De CRvB gaat in deze uitspraak verder niet in op het therapeutisch doel van het inzetten van een hulphond. Naar mijn mening een opvallende keuze, aangezien in de uitspraak van de rechtbank de therapeutische functie van de hulphond uitvoerig aanbod komt en het therapeutisch doel dat de hulphond (voornamelijk) dient,  zo stelt de rechtbank, de grondslag vormt voor de afwijzing van de aanvraag.

Hoewel de CRvB niet uitdrukkelijk op dit vraagstuk ingaat, geeft ze wel aan dat het college kan overgaan tot een toekenning als in een individuele situatie de hulphond als meest passend wordt ervaren. Daarmee geeft de CRvB dus wel aan dat hij het mogelijk acht een hulphond in het kader van de Wmo 2015 te verstrekken. En dat is een hele andere lijn dan die de rechtbank in eerste aanleg volgde. De rechtbank plaatste de hulphond immers buiten het domein van de Wmo 2015, omdat een therapeutisch doel gediend zou zijn (ongeacht de bijdrage aan zelfredzaamheid/participatie).

Zelfredzaamheid en participatie

Mogen we hieruit opmaken dat getoetst dient te worden of de hulphond een bijdrage levert aan de zelfredzaamheid en participatie van cliënt en als dat het geval is, de hulphond in individuele gevallen verstrekt kan worden vanuit de Wmo 2015? Naar mijn mening wel.

Op grond van artikel 2.3.5 lid 3 Wmo 2015 dient het college een maatwerkvoorziening te verstrekken ter compensatie van beperkingen in de zelfredzaamheid en participatie die niet op eigen kracht of met behulp van het sociale netwerk gecompenseerd kunnen worden. Als uit onderzoek van het college blijkt dat in een individuele situatie de (PTSS) hulphond daadwerkelijk bijdraagt aan de zelfredzaamheid en participatie en inzetten van de hulphond de goedkoopst compenserende voorziening is, zie ik geen bezwaar tegen het toekennen van de hulphond op grond van de Wmo 2015. Dat bevestigt de CRvB immers ook in deze uitspraak.

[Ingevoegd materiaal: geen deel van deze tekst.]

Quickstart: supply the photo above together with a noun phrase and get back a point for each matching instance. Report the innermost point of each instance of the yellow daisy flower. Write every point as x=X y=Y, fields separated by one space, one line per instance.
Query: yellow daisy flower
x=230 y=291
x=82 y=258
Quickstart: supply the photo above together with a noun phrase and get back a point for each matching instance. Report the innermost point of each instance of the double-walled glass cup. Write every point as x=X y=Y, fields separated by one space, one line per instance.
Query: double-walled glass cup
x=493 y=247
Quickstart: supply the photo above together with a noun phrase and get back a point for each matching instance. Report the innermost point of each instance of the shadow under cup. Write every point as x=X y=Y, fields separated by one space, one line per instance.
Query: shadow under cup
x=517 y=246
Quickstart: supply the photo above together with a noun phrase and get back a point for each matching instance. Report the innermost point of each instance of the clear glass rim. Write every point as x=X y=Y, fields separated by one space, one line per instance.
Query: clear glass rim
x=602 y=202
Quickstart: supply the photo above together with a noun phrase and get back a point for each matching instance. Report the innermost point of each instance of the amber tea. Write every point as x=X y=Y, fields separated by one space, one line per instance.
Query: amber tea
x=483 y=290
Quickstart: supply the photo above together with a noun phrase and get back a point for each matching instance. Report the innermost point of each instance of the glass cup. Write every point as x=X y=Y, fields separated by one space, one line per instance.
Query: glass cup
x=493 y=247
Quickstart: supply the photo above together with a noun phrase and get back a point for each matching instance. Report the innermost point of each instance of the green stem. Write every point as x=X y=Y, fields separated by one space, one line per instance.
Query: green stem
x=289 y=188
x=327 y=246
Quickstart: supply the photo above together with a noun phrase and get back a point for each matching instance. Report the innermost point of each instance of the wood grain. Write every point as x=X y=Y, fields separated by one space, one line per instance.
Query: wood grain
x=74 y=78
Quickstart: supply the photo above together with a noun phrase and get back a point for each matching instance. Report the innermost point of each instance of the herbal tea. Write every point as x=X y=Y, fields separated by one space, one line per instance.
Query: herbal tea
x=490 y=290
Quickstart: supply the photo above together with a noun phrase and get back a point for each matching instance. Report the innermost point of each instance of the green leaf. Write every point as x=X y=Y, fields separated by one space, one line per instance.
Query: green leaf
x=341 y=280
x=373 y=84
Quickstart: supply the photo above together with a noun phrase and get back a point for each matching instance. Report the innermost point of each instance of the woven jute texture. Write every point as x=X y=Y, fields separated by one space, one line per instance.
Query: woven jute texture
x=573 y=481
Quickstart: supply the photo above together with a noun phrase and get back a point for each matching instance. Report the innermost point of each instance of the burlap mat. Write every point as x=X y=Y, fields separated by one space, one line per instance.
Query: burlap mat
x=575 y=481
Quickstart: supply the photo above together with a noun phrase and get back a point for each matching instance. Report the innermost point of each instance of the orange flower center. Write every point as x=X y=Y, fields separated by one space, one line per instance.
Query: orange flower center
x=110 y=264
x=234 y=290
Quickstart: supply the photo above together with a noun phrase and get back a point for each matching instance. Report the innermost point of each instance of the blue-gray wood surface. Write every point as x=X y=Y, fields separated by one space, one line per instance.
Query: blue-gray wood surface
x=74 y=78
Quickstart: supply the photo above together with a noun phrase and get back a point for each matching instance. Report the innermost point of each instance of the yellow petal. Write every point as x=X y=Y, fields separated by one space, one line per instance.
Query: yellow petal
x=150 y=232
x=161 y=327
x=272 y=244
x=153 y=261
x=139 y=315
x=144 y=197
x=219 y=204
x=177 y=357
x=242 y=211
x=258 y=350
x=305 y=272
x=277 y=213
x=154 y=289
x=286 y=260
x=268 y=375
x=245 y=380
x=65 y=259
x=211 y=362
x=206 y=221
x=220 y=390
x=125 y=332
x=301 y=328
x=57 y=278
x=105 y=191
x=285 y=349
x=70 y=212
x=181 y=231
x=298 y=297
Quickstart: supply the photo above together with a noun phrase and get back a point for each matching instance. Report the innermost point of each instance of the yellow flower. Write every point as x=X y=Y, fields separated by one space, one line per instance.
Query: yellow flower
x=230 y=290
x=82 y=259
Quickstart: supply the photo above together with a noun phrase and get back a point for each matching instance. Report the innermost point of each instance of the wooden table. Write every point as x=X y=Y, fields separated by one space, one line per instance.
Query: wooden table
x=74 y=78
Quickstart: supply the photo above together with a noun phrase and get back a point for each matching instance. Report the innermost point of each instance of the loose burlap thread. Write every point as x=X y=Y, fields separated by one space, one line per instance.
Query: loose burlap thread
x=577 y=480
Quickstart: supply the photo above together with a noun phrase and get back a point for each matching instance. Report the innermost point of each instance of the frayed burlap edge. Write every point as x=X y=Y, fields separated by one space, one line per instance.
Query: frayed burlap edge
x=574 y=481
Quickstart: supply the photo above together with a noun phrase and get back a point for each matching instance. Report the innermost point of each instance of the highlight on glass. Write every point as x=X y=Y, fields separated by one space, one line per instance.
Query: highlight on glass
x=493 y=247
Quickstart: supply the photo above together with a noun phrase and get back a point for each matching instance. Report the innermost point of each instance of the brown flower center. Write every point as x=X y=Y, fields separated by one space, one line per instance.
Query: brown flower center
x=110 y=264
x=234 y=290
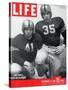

Wetenschappelijk onderzoek

Op dit moment heeft wetenschappelijk onderzoek nog niet uitgewezen of het inzetten van een (PTSS) hulphond effect heeft en een bijdrage levert aan de zelfredzaamheid en participatie. De CRvB geeft daarom ook aan dat de gemeente op grond daarvan een aanvraag voor training en aanschaf van een hulphond mag afwijzen. Een dergelijk oordeel over de wetenschappelijk bewezen effecten is nog niet eerder zo expliciet gedaan. Op grond van deze uitspraak zullen ook andere voorzieningen, waarvan het effect nog onvoldoende is bewezen, door gemeenten afgewezen kunnen worden. Dit kan gevolgen hebben voor zowel voorzieningen die verstrekt worden vanuit de Wmo, maar ook voor jeugdhulpvoorzieningen. Voor jeugdhulp kan dat bijvoorbeeld gelden voor jeugdhulpvormen als therapie met paarden, maar ook voor de hulphond bij PTSS of autisme.

Betekent dit nu dat de gemeente alle voorzieningen waarvan de effecten nog onvoldoende wetenschappelijk bekend zijn maar moet afwijzen? Dat zou naar mijn mening niet wenselijk zijn. Soms zijn er immers  wel goede aanwijzingen dat een bepaalde voorziening resultaat kan bieden. Ik denk dat het belangrijk is dat gemeenten per individueel geval onderzoeken of (in dit geval) de hulphond in de specifieke situatie van cliënt een bijdrage kan leveren aan zijn of haar zelfredzaamheid en participatie. Het feit dat nog onvoldoende is bewezen dat de hulphond effect heeft kan daar natuurlijk in meegenomen worden, maar hoeft naar mijn mening niet op voorhand als afwijzingsgrond te dienen.

 
 
 
 

Overige uitspraken

Rechtbank Gelderland 10-9-2018, ECLI:NL:RBGEL:2018:3911

De aanwezigheid van een kwaliteitsmedewerker van het college bij een keukentafelgesprek, maakt niet dat de informatie die verkregen is tijdens dat gesprek onrechtmatig verkregen is.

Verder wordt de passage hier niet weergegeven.